After that (seemingly) good start (since the Chinese professors didn't actually say anything), things just got frustrating. Yunus started things off by talking about how nothing can be created until you imagine it. Without a vision you're just drifting. Having a vision leads to organization, and common vision leads to inspiration. You should use this inspiration to start small and then get involved big. This is great, but frustratingly was the answer to almost every question. The panelists responded to almost every inquiry ("What should we do about climate change?" "What is the UN doing about internal reform?" "How should we use technology?" "How do we influence the people in power?") with a plea to our generation to join the UN or government organizations. Over and over again it was the "have a vision and go for it, the power lies in the young generation" speech. Who are you, Walt Disney? We've all heard the "if you can dream it you can do it" speech. What we were looking for was the inspiration for that action and the affirmation that SOMETHING is going on among the higher-ups right now. Also, is the UN doing anything NOW, or is it just WAITING for my generation to join up and fix it - because thats what all these appeals were making things sound like.
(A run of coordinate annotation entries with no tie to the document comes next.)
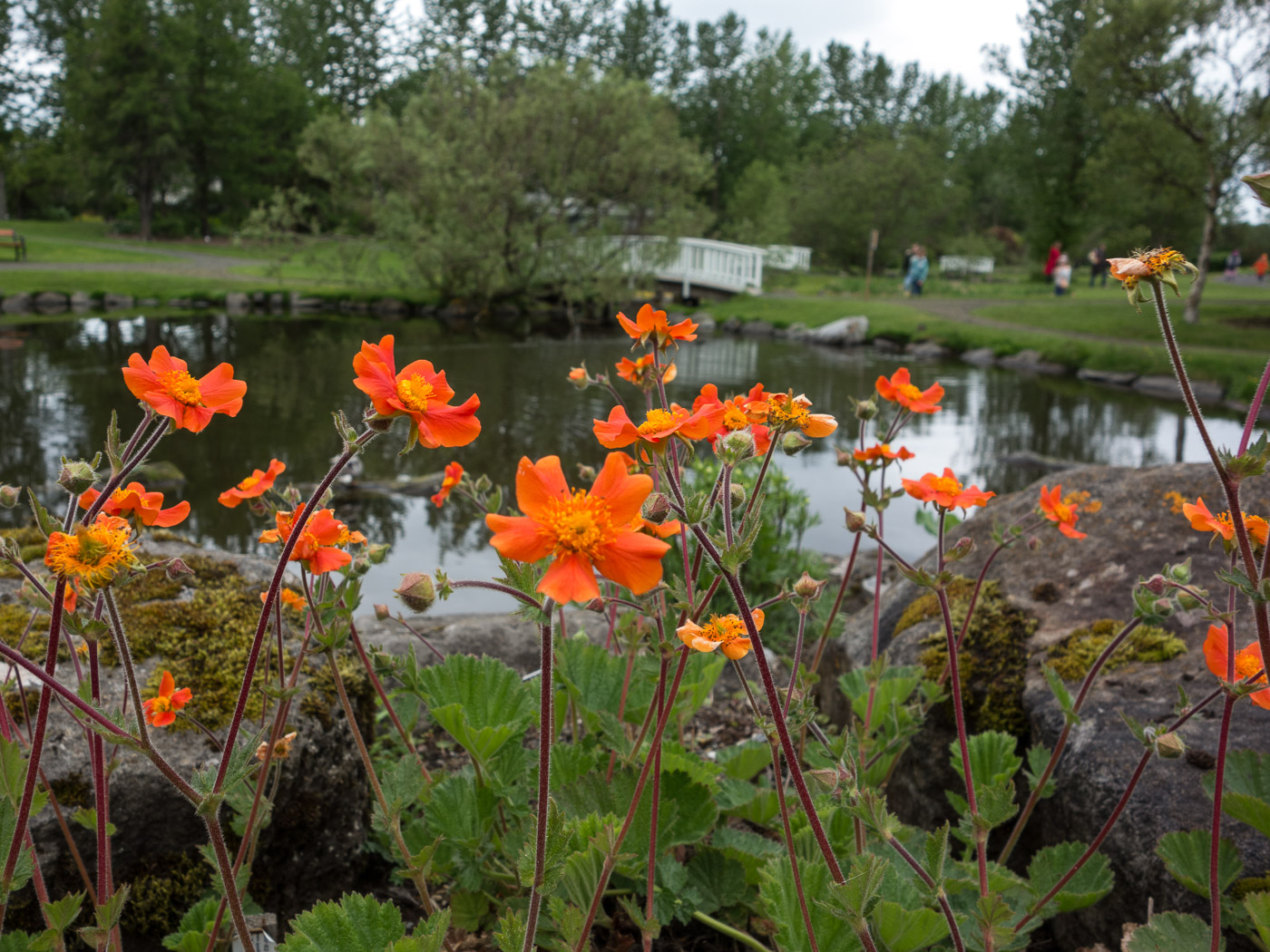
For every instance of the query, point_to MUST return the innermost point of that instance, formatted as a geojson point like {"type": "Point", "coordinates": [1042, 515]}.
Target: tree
{"type": "Point", "coordinates": [502, 188]}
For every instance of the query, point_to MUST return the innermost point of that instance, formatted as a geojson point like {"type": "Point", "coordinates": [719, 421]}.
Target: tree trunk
{"type": "Point", "coordinates": [1212, 197]}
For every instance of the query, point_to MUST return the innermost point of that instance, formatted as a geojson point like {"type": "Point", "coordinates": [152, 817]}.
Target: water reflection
{"type": "Point", "coordinates": [57, 390]}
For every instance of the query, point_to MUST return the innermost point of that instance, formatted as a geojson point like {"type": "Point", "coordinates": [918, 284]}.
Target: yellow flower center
{"type": "Point", "coordinates": [724, 628]}
{"type": "Point", "coordinates": [657, 421]}
{"type": "Point", "coordinates": [181, 387]}
{"type": "Point", "coordinates": [415, 393]}
{"type": "Point", "coordinates": [1246, 664]}
{"type": "Point", "coordinates": [734, 418]}
{"type": "Point", "coordinates": [578, 524]}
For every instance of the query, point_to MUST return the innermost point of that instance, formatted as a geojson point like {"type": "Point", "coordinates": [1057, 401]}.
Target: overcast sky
{"type": "Point", "coordinates": [942, 35]}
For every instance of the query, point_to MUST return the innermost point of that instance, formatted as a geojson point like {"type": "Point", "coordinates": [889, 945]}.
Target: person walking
{"type": "Point", "coordinates": [1062, 276]}
{"type": "Point", "coordinates": [917, 270]}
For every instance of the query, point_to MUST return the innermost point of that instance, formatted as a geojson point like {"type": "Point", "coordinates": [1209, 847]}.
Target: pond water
{"type": "Point", "coordinates": [59, 386]}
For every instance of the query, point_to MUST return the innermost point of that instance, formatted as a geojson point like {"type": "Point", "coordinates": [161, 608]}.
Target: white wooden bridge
{"type": "Point", "coordinates": [705, 263]}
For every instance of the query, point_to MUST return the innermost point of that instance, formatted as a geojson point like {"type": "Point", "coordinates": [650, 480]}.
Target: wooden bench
{"type": "Point", "coordinates": [12, 238]}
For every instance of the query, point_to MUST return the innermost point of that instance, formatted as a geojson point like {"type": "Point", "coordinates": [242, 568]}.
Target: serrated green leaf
{"type": "Point", "coordinates": [907, 929]}
{"type": "Point", "coordinates": [1172, 932]}
{"type": "Point", "coordinates": [1187, 857]}
{"type": "Point", "coordinates": [1085, 889]}
{"type": "Point", "coordinates": [355, 924]}
{"type": "Point", "coordinates": [1247, 789]}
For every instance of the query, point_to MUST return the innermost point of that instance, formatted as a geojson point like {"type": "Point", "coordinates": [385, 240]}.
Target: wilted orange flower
{"type": "Point", "coordinates": [419, 393]}
{"type": "Point", "coordinates": [651, 324]}
{"type": "Point", "coordinates": [882, 451]}
{"type": "Point", "coordinates": [161, 711]}
{"type": "Point", "coordinates": [1204, 520]}
{"type": "Point", "coordinates": [254, 485]}
{"type": "Point", "coordinates": [1247, 662]}
{"type": "Point", "coordinates": [620, 431]}
{"type": "Point", "coordinates": [901, 390]}
{"type": "Point", "coordinates": [281, 751]}
{"type": "Point", "coordinates": [133, 500]}
{"type": "Point", "coordinates": [786, 412]}
{"type": "Point", "coordinates": [454, 472]}
{"type": "Point", "coordinates": [93, 554]}
{"type": "Point", "coordinates": [727, 631]}
{"type": "Point", "coordinates": [583, 532]}
{"type": "Point", "coordinates": [289, 599]}
{"type": "Point", "coordinates": [319, 545]}
{"type": "Point", "coordinates": [1060, 510]}
{"type": "Point", "coordinates": [168, 386]}
{"type": "Point", "coordinates": [641, 372]}
{"type": "Point", "coordinates": [945, 491]}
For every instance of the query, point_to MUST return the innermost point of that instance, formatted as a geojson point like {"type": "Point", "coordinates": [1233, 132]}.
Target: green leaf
{"type": "Point", "coordinates": [1247, 789]}
{"type": "Point", "coordinates": [1187, 854]}
{"type": "Point", "coordinates": [355, 924]}
{"type": "Point", "coordinates": [907, 929]}
{"type": "Point", "coordinates": [479, 701]}
{"type": "Point", "coordinates": [1085, 889]}
{"type": "Point", "coordinates": [1172, 932]}
{"type": "Point", "coordinates": [718, 879]}
{"type": "Point", "coordinates": [1257, 907]}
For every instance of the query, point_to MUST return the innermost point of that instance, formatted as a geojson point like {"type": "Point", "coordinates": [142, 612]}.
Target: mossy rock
{"type": "Point", "coordinates": [992, 660]}
{"type": "Point", "coordinates": [1073, 656]}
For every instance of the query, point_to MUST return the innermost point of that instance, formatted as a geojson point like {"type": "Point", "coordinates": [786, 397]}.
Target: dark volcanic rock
{"type": "Point", "coordinates": [1063, 586]}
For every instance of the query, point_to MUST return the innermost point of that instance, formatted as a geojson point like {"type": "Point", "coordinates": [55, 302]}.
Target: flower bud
{"type": "Point", "coordinates": [416, 592]}
{"type": "Point", "coordinates": [794, 443]}
{"type": "Point", "coordinates": [1170, 745]}
{"type": "Point", "coordinates": [75, 476]}
{"type": "Point", "coordinates": [806, 587]}
{"type": "Point", "coordinates": [736, 446]}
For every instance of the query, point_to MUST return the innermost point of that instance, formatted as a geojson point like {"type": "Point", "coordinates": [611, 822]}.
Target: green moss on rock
{"type": "Point", "coordinates": [1073, 656]}
{"type": "Point", "coordinates": [992, 660]}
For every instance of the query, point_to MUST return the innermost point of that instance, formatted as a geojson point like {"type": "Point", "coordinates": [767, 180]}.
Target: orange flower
{"type": "Point", "coordinates": [319, 545]}
{"type": "Point", "coordinates": [583, 532]}
{"type": "Point", "coordinates": [786, 412]}
{"type": "Point", "coordinates": [92, 555]}
{"type": "Point", "coordinates": [882, 451]}
{"type": "Point", "coordinates": [901, 390]}
{"type": "Point", "coordinates": [161, 711]}
{"type": "Point", "coordinates": [168, 386]}
{"type": "Point", "coordinates": [619, 431]}
{"type": "Point", "coordinates": [945, 491]}
{"type": "Point", "coordinates": [1247, 662]}
{"type": "Point", "coordinates": [721, 630]}
{"type": "Point", "coordinates": [454, 472]}
{"type": "Point", "coordinates": [289, 599]}
{"type": "Point", "coordinates": [640, 371]}
{"type": "Point", "coordinates": [254, 485]}
{"type": "Point", "coordinates": [133, 500]}
{"type": "Point", "coordinates": [419, 393]}
{"type": "Point", "coordinates": [651, 324]}
{"type": "Point", "coordinates": [1060, 510]}
{"type": "Point", "coordinates": [1204, 520]}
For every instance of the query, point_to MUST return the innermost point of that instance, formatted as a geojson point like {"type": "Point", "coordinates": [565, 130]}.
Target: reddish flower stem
{"type": "Point", "coordinates": [1115, 814]}
{"type": "Point", "coordinates": [546, 732]}
{"type": "Point", "coordinates": [611, 860]}
{"type": "Point", "coordinates": [1104, 656]}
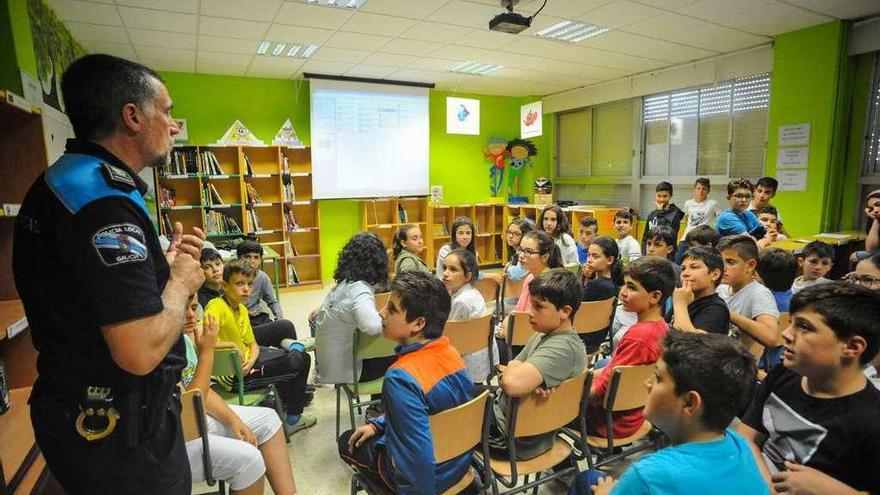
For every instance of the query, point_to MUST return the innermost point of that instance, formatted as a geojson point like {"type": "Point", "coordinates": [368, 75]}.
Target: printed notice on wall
{"type": "Point", "coordinates": [794, 135]}
{"type": "Point", "coordinates": [792, 157]}
{"type": "Point", "coordinates": [792, 180]}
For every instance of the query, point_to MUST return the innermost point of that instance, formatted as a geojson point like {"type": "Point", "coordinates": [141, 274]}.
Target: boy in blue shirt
{"type": "Point", "coordinates": [699, 385]}
{"type": "Point", "coordinates": [428, 377]}
{"type": "Point", "coordinates": [738, 219]}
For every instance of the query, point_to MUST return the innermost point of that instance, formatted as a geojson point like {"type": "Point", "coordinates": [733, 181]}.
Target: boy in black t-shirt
{"type": "Point", "coordinates": [695, 304]}
{"type": "Point", "coordinates": [814, 419]}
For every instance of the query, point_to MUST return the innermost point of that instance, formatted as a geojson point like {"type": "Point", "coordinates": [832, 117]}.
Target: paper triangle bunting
{"type": "Point", "coordinates": [286, 136]}
{"type": "Point", "coordinates": [239, 135]}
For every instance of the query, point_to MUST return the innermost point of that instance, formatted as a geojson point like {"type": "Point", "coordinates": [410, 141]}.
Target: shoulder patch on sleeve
{"type": "Point", "coordinates": [120, 243]}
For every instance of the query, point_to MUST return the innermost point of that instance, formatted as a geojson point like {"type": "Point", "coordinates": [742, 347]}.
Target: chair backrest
{"type": "Point", "coordinates": [519, 330]}
{"type": "Point", "coordinates": [382, 300]}
{"type": "Point", "coordinates": [783, 323]}
{"type": "Point", "coordinates": [470, 335]}
{"type": "Point", "coordinates": [459, 429]}
{"type": "Point", "coordinates": [593, 316]}
{"type": "Point", "coordinates": [372, 346]}
{"type": "Point", "coordinates": [627, 390]}
{"type": "Point", "coordinates": [488, 289]}
{"type": "Point", "coordinates": [192, 415]}
{"type": "Point", "coordinates": [536, 415]}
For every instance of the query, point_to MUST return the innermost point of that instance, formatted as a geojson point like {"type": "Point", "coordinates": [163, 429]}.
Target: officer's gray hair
{"type": "Point", "coordinates": [97, 87]}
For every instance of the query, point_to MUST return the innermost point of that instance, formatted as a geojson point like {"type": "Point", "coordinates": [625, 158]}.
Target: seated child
{"type": "Point", "coordinates": [660, 241]}
{"type": "Point", "coordinates": [603, 279]}
{"type": "Point", "coordinates": [586, 232]}
{"type": "Point", "coordinates": [408, 243]}
{"type": "Point", "coordinates": [428, 377]}
{"type": "Point", "coordinates": [814, 419]}
{"type": "Point", "coordinates": [738, 219]}
{"type": "Point", "coordinates": [769, 218]}
{"type": "Point", "coordinates": [626, 243]}
{"type": "Point", "coordinates": [765, 190]}
{"type": "Point", "coordinates": [244, 440]}
{"type": "Point", "coordinates": [289, 369]}
{"type": "Point", "coordinates": [701, 212]}
{"type": "Point", "coordinates": [212, 265]}
{"type": "Point", "coordinates": [815, 260]}
{"type": "Point", "coordinates": [693, 399]}
{"type": "Point", "coordinates": [696, 305]}
{"type": "Point", "coordinates": [554, 354]}
{"type": "Point", "coordinates": [702, 236]}
{"type": "Point", "coordinates": [647, 284]}
{"type": "Point", "coordinates": [666, 214]}
{"type": "Point", "coordinates": [460, 273]}
{"type": "Point", "coordinates": [753, 312]}
{"type": "Point", "coordinates": [269, 330]}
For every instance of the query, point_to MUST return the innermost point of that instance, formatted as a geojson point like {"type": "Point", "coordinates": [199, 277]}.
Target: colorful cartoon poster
{"type": "Point", "coordinates": [530, 120]}
{"type": "Point", "coordinates": [462, 116]}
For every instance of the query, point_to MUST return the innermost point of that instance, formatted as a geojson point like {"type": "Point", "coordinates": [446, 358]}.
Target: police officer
{"type": "Point", "coordinates": [104, 302]}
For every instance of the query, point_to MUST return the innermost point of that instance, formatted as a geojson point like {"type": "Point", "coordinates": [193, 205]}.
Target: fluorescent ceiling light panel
{"type": "Point", "coordinates": [571, 31]}
{"type": "Point", "coordinates": [339, 4]}
{"type": "Point", "coordinates": [475, 68]}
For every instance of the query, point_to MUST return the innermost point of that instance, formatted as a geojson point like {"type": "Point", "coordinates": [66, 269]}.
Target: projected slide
{"type": "Point", "coordinates": [368, 140]}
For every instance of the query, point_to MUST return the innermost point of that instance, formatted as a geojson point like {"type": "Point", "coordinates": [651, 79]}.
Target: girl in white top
{"type": "Point", "coordinates": [554, 222]}
{"type": "Point", "coordinates": [700, 210]}
{"type": "Point", "coordinates": [460, 271]}
{"type": "Point", "coordinates": [462, 237]}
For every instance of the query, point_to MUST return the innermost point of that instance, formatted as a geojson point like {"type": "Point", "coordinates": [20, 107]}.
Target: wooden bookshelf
{"type": "Point", "coordinates": [22, 160]}
{"type": "Point", "coordinates": [265, 190]}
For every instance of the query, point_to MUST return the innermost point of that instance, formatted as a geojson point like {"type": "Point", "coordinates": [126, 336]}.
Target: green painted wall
{"type": "Point", "coordinates": [211, 103]}
{"type": "Point", "coordinates": [807, 67]}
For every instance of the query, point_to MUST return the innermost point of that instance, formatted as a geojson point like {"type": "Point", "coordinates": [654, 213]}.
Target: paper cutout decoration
{"type": "Point", "coordinates": [496, 151]}
{"type": "Point", "coordinates": [286, 136]}
{"type": "Point", "coordinates": [239, 135]}
{"type": "Point", "coordinates": [462, 116]}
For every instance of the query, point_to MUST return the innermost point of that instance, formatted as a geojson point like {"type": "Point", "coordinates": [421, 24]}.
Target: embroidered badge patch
{"type": "Point", "coordinates": [120, 243]}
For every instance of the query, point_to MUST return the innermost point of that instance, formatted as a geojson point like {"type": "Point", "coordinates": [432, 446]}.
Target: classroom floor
{"type": "Point", "coordinates": [316, 464]}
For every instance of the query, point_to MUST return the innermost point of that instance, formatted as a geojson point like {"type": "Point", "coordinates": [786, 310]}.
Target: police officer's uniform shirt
{"type": "Point", "coordinates": [86, 255]}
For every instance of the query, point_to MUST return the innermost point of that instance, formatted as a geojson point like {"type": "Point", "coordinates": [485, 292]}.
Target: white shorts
{"type": "Point", "coordinates": [238, 463]}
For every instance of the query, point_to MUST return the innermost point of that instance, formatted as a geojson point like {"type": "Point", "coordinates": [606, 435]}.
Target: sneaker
{"type": "Point", "coordinates": [307, 344]}
{"type": "Point", "coordinates": [305, 421]}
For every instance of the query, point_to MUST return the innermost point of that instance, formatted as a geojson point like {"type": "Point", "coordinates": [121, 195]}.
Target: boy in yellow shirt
{"type": "Point", "coordinates": [288, 369]}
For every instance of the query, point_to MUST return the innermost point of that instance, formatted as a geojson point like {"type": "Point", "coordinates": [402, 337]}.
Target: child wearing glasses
{"type": "Point", "coordinates": [738, 219]}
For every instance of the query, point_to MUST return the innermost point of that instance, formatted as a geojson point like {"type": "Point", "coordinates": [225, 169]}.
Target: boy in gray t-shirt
{"type": "Point", "coordinates": [753, 312]}
{"type": "Point", "coordinates": [554, 354]}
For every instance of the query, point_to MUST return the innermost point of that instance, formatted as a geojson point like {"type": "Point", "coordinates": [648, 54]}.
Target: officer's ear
{"type": "Point", "coordinates": [131, 117]}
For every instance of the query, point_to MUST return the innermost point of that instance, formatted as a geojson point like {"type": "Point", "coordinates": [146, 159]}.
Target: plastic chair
{"type": "Point", "coordinates": [195, 426]}
{"type": "Point", "coordinates": [454, 432]}
{"type": "Point", "coordinates": [533, 415]}
{"type": "Point", "coordinates": [365, 347]}
{"type": "Point", "coordinates": [626, 391]}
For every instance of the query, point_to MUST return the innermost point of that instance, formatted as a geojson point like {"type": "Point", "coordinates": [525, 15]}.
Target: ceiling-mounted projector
{"type": "Point", "coordinates": [510, 22]}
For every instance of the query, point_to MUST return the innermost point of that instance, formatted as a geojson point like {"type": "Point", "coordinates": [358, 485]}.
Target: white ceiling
{"type": "Point", "coordinates": [420, 40]}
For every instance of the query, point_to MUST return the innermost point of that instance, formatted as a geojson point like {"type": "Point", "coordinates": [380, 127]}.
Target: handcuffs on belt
{"type": "Point", "coordinates": [97, 417]}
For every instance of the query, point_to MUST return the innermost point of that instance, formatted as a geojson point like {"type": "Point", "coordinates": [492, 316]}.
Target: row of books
{"type": "Point", "coordinates": [211, 196]}
{"type": "Point", "coordinates": [220, 223]}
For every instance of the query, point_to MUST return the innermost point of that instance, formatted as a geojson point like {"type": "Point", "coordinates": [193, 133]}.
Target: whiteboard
{"type": "Point", "coordinates": [368, 140]}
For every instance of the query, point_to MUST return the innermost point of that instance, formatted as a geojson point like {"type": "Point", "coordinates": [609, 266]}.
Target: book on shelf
{"type": "Point", "coordinates": [220, 223]}
{"type": "Point", "coordinates": [290, 220]}
{"type": "Point", "coordinates": [253, 194]}
{"type": "Point", "coordinates": [210, 164]}
{"type": "Point", "coordinates": [292, 276]}
{"type": "Point", "coordinates": [254, 220]}
{"type": "Point", "coordinates": [211, 196]}
{"type": "Point", "coordinates": [168, 197]}
{"type": "Point", "coordinates": [247, 164]}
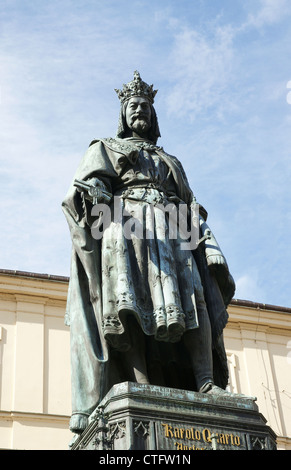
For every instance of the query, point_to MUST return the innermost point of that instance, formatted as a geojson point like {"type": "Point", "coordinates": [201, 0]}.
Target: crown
{"type": "Point", "coordinates": [136, 88]}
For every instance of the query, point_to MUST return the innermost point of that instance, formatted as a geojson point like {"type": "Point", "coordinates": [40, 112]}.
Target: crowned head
{"type": "Point", "coordinates": [137, 87]}
{"type": "Point", "coordinates": [137, 115]}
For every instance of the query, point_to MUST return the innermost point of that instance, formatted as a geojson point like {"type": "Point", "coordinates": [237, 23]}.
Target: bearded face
{"type": "Point", "coordinates": [138, 115]}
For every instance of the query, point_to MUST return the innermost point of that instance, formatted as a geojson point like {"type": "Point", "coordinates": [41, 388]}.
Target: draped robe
{"type": "Point", "coordinates": [150, 278]}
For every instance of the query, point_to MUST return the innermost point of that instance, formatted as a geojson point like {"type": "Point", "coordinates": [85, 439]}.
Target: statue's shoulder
{"type": "Point", "coordinates": [116, 144]}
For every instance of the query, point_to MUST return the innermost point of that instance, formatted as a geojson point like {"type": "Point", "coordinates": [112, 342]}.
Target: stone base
{"type": "Point", "coordinates": [146, 417]}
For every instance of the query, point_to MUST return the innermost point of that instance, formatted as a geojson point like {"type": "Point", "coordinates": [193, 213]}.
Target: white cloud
{"type": "Point", "coordinates": [270, 12]}
{"type": "Point", "coordinates": [200, 69]}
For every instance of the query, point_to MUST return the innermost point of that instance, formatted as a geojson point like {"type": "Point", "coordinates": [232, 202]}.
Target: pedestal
{"type": "Point", "coordinates": [146, 417]}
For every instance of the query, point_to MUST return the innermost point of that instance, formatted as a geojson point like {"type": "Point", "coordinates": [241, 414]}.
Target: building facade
{"type": "Point", "coordinates": [35, 389]}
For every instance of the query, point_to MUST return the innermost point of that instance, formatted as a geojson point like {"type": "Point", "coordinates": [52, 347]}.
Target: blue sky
{"type": "Point", "coordinates": [222, 70]}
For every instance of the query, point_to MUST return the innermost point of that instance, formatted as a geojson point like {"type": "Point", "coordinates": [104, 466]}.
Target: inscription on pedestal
{"type": "Point", "coordinates": [142, 417]}
{"type": "Point", "coordinates": [175, 437]}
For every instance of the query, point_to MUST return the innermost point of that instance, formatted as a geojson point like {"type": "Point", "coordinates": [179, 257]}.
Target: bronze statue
{"type": "Point", "coordinates": [140, 307]}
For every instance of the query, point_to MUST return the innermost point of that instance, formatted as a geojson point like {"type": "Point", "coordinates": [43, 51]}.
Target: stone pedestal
{"type": "Point", "coordinates": [146, 417]}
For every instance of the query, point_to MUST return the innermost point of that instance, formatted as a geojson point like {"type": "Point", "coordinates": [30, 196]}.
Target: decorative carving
{"type": "Point", "coordinates": [141, 429]}
{"type": "Point", "coordinates": [117, 430]}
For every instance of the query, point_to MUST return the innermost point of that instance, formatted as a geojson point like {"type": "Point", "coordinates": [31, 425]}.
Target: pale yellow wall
{"type": "Point", "coordinates": [35, 362]}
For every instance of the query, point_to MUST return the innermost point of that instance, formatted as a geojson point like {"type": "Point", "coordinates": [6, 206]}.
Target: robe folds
{"type": "Point", "coordinates": [141, 273]}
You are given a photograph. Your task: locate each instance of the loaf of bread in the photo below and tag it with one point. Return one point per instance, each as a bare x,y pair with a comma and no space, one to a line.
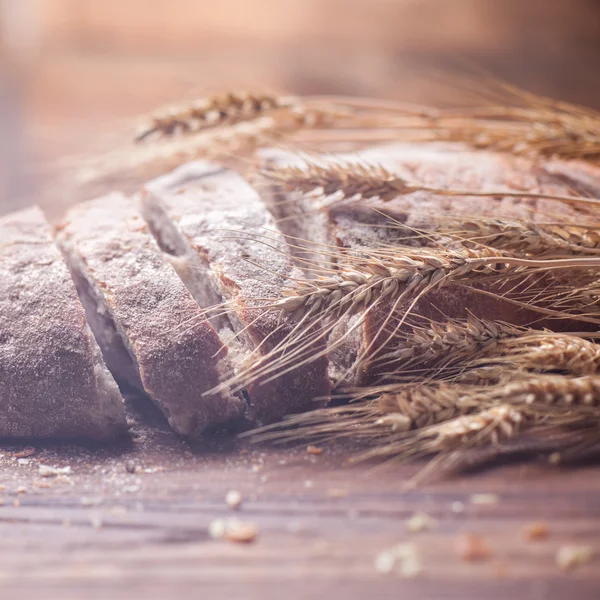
53,381
228,249
151,331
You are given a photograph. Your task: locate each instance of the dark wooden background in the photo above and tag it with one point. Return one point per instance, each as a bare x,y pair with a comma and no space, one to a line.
74,75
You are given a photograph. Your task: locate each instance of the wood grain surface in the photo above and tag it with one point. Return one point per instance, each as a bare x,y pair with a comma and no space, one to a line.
134,521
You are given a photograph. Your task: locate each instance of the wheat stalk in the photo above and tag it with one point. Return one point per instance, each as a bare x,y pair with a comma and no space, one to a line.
522,236
234,107
357,286
351,180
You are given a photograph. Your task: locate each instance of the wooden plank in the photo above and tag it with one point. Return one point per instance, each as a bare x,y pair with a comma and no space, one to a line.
104,530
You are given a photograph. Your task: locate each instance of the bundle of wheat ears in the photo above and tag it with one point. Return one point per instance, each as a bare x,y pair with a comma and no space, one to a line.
449,266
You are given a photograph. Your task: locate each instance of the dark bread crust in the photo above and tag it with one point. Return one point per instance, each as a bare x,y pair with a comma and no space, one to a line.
53,382
223,222
176,355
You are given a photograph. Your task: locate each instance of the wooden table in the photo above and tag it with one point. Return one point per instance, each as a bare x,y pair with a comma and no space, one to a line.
133,521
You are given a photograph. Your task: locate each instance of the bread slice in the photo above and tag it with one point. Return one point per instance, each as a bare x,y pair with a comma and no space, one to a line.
151,331
53,381
373,222
227,248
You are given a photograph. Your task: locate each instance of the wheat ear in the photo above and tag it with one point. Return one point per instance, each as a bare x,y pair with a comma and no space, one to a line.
351,180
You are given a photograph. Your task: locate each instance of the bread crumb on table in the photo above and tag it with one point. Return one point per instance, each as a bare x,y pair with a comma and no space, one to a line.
420,522
472,547
402,559
536,531
233,499
484,498
233,530
569,557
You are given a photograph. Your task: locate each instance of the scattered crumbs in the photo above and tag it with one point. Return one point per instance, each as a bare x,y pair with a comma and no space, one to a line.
484,498
47,471
233,499
472,547
240,532
353,514
569,557
41,483
131,489
420,522
402,559
294,527
25,453
555,458
233,530
85,501
216,529
537,530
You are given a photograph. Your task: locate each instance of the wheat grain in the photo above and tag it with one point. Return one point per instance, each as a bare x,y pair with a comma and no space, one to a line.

Not to mention, I, and my peers would LOVE to get involved with the UN or a government organization, but for someone of my age, means and experiences it's so easy to feel limited by the opportunities available. Don't talk to me like I've never tried and that there are limitless opportunities out there if I'll only commit myself to them. I guarantee you half the people in this room have tried and it's not that we're all under-qualified - we come from some of the best universities and the best international affairs programs, but the fact is those internships are competitive, there are only so many entry level spots available in government, the UN can't take everyone who was a vision - you need to do something big to stand out so we needed inspiration from you to feel like it was POSSIBLE for us to become involved.

After the discussion was over I went up to Senator Wirth and attempted to articulate this, although I think he thought I was more accusing him of denying me some state department internship or something, which was not my intention. He gave me a little talk on the UN Foundation not having the resources to provide internships for more than 20 or so people. I tried to backpedal and say that I understood that - which I do - and explain that I just wanted some advice on what else I could be doing. Myself and so many of my peers are unable to get these opportunities, what else can we do to educate ourselves and work towards bettering the world? He had nothing to say besides commenting that the internet must be a great resource.

The internet is a great resource, but I want to learn and I want to one day be able to make a difference, and I want to not be frustrated by the lack of achievement I have going with my "vision." Sometimes it's not enough to "post it to my wall for inspiration" per Mr. Yunus' advice and too often the "start small action" is under-appreciated and overlooked. The least you could do is give me an idea of what is going on on the international stage regarding these issues right now. What should I use the internet to be researching?

All that said, there were some interesting ideas discussed in this panel and I did take copious notes. Professor Rothschild in particular had really interesting things to say regarding urban planning and specific changes that could be made in the economic model of mass consumption in developing countries. Mr. Yunus discussed his utopian vision of a world without passports and visas, and the problem institutions being based on state lines even though these problems are cross-boundary. He also talked about the philosophical interpretation of the human being as profit-maximizing. But, none of these ideas were expanded upon the way I would have liked. It seemed like the panel thought they were talking to uninformed children. They asked if we had ever heard of Model UN or the Copenhagen summit. Sure, there are people who haven't, but not those people who fought to get tickets to this particular conference.

Bottom line, you're preaching to the choir and I think we all really wanted to hear a bit more.

1 comment:

  1. This is a very true!! Professor Lubekman (sp?) would be proud. I think there are just three ways to truly make a difference and they all require money and support. You need parents who were willing to let you make a difference when you were younger (ex.let you travel, gave you a word view, paid for trips, instilled values of making a difference, etc) and you continue from there. This leads you to have major experience that will secure you an entry level job.
    Or your parents are senior level people in organizations that already do it who can get you connections and probably already let you travel with them. Or you have a trustfund and want to use it to better the world. But you still need money and the support of older generations to really make a difference. Le sigh.